Researchers at the Texas A&M College of Medicine have discovered that dormant cancer cells may camouflage themselves from treatment because they have cannibalized the body’s own stem cells.1

The team had been working on teaching adult stem cells from bone marrow, called mesenchymal stem/stromal cells (MSCs), to fight cancer when they noticed that the MSCs were disappearing from the cell cultures.

Thomas J. Bartosh, PhD, Texas A&M College of Medicine.

Thomas J. Bartosh, PhD, Texas A&M College of Medicine.

“We actually thought we made a mistake or were witnessing an anomaly or negative result,” says Thomas J. Bartosh, PhD, assistant professor at the Texas A&M College of Medicine and first author of the study. “We eventually realized that the breast cancer cells were eating the stem cells. What was really interesting was what happened next: the breast cancer cells that had taken in the stem cells went dormant—essentially became ‘sleepy’—but at the same time they became much more difficult to kill.”

Bartosh and the team realized that if breast cancer cells in the body behave the same way, it might explain cancer recurrence.

Cancer cells that have cannibalized MSCs are highly resistant to chemotherapy and nutrient deprivation, strategies that fairly effectively kill other cancerous cells. Because there are only a few of them, the surviving cells are not detected with existing scanning methods. “Then one day, when conditions are right, the cells ‘wake up’ and start growing again,” Bartosh says. “This is when the cancer recurs, and because the cells are treatment-resistant, the recurrence can be very difficult to combat.”

Now that a possible mechanism for recurrence has been explained, the hope is that a treatment can be found that would keep the cannibalistic cells dormant, and doing no harm, for the rest of the person’s life. Another possible avenue for drug development would be something that would stop breast cancer cells from eating MSCs in the first place. Bartosh and the team are also working on exploiting the cannibalistic activity of some cancer cells to potentially feed them toxic agents, using MSCs as the delivery vehicle that can target cancer cells specifically, like a tumor-seeking missile.
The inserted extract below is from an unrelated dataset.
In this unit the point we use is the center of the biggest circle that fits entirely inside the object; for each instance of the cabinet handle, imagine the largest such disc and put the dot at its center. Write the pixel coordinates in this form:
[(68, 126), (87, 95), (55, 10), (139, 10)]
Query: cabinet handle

“The biology of the process is intriguing,” Bartosh says. “It’s one mysterious phenomenon—cell cannibalism—that might help explain another mysterious phenomenon: tumor dormancy. If these findings do translate to humans, the implications for patients would be enormous.”

REFERENCE

  1. Bartosh TJ, Ullah M, Zeitouni S, et al. Cancer cells enter dormancy after cannibalizing mesenchymal stem/stromal cells (MSCs). Proc Natl Acad Sci. 2016;113(2):E6447–E6456; doi: 10.1073/pnas.1612290113.